Mittwoch, 2. Mai 2018

Der Kreis wird kleiner: Bewerberauswahl auf Basis des Erstinterviews

In Teil 4 unserer Blogserie geht es um die Bewerberauswahl nach dem telefonischen Erstinterview – und darum, welche Rolle Künstliche Intelligenz (KI) hier noch spielen sollte

Spätestens nach dem Erstinterview  mit den Kandidaten sollte es also im Recruiting-Prozess menscheln. Denn dann geht es um die Frage, wer warum weiter kommt. Neben den fachlichen Qualitäten und Berufserfahrungen sollte es dabei auch um Soft Skills und um Kenntnisse gehen, die vielleicht nicht in  dem Kandidatenprofil stehen. Schließlich ist jeder Karriereweg genauso individuell wie die Herausforderungen beim neuen Job. Während der eine also die gewünschte Erfahrung auf einem Auslandsmarkt in einer bestimmten Branche mitbringt, hat ein zweiter genau die gewünschten fachlichen Qualitäten und ein Dritter überrascht mit Kenntnissen, die Sie vielleicht noch gar nicht im Blick hatten – ihn aber genau deshalb zum perfekten Kandidaten machen.
Genau dieser Kandidat wäre bei der Auswahl über KI aber durchs Raster gerutscht. Und dies ist nur ein Grund dafür, warum sich Unternehmen bei der Bewerberauswahl nie allein auf Bots und KI verlassen sollten. Denn Intuition und Empathie können Maschinen heute (noch) nicht so gut, wie erfahrene Personaler es beherrschen.
Fachabteilung miteinbeziehen
Auch wenn Ihr Unternehmen über eine eigene Personalabteilung verfügt oder aber Sie mit einem Personalberater zusammenarbeiten, sollten Sie in dieser Phase die Fachabteilung miteinbeziehen. Die Ausnahme bildet die Zusammenarbeit mit einem Berater, der selbst über Branchenerfahrung und Praxis verfügt – die Angaben und die Vita des Kandidaten also aus der Perspektive der Anforderungen einschätzen kann.
Die Entscheidung darüber, warum der Einzelne im Prozess weiterkommt, sollten Sie dokumentieren. Dies bewahrt Sie davor, Entscheidungen allein „aus dem Bauch“ heraus zu treffen, hilft Ihnen im späteren Verlauf des Dialogs als Gedächtnisstütze und hilft Ihnen bei einem eventuellen späteren Rechtsstreit als Nachweis für den korrekten Verlauf des Bewerbungsprozesses.

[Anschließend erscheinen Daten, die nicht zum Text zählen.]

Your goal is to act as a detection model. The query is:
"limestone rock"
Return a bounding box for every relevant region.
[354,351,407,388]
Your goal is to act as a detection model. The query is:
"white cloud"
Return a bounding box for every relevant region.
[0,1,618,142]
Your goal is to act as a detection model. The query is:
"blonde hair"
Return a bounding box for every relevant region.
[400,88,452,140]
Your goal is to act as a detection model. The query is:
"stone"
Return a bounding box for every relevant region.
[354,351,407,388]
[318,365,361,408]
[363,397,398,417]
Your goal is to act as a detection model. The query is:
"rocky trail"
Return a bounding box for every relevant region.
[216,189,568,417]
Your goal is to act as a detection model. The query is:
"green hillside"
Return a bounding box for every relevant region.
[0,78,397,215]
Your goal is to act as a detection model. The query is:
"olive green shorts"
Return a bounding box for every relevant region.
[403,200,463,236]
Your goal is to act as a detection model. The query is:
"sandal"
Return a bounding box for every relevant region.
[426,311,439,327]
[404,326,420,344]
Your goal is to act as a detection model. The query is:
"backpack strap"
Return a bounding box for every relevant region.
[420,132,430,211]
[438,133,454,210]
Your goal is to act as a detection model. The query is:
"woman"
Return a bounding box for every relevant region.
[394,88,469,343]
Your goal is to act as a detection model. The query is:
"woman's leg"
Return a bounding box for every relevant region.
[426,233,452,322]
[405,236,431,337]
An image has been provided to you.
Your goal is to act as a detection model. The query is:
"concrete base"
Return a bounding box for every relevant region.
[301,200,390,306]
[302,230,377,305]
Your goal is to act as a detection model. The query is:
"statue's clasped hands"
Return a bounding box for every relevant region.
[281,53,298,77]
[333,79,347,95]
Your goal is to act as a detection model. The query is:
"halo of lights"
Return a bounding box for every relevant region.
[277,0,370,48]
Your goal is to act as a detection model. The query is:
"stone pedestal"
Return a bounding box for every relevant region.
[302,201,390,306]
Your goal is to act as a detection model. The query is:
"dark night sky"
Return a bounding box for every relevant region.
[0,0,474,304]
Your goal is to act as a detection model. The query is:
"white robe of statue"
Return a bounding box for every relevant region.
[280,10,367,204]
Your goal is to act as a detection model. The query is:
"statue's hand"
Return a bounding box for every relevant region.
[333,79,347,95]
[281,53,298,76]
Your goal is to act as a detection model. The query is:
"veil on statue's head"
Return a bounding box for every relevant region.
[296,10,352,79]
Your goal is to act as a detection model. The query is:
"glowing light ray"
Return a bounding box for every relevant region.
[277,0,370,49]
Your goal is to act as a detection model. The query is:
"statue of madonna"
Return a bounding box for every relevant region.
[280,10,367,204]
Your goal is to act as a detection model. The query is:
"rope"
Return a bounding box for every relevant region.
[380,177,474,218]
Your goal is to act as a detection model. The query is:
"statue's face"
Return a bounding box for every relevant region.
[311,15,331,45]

Übrigens: Mit der Dokumentation speichern Sie – ebenso wie mit den Kontaktdaten – personenbezogene Daten des Kandidaten. Sie sollten den Recruiting-Prozess also auf jeden Fall mit in Ihre Dokumentation für die DSGVO aufnehmen und sich auf eventuelle Anfragen dazu einstellen, wann, wo und wie lange die erhobenen Daten gespeichert werden.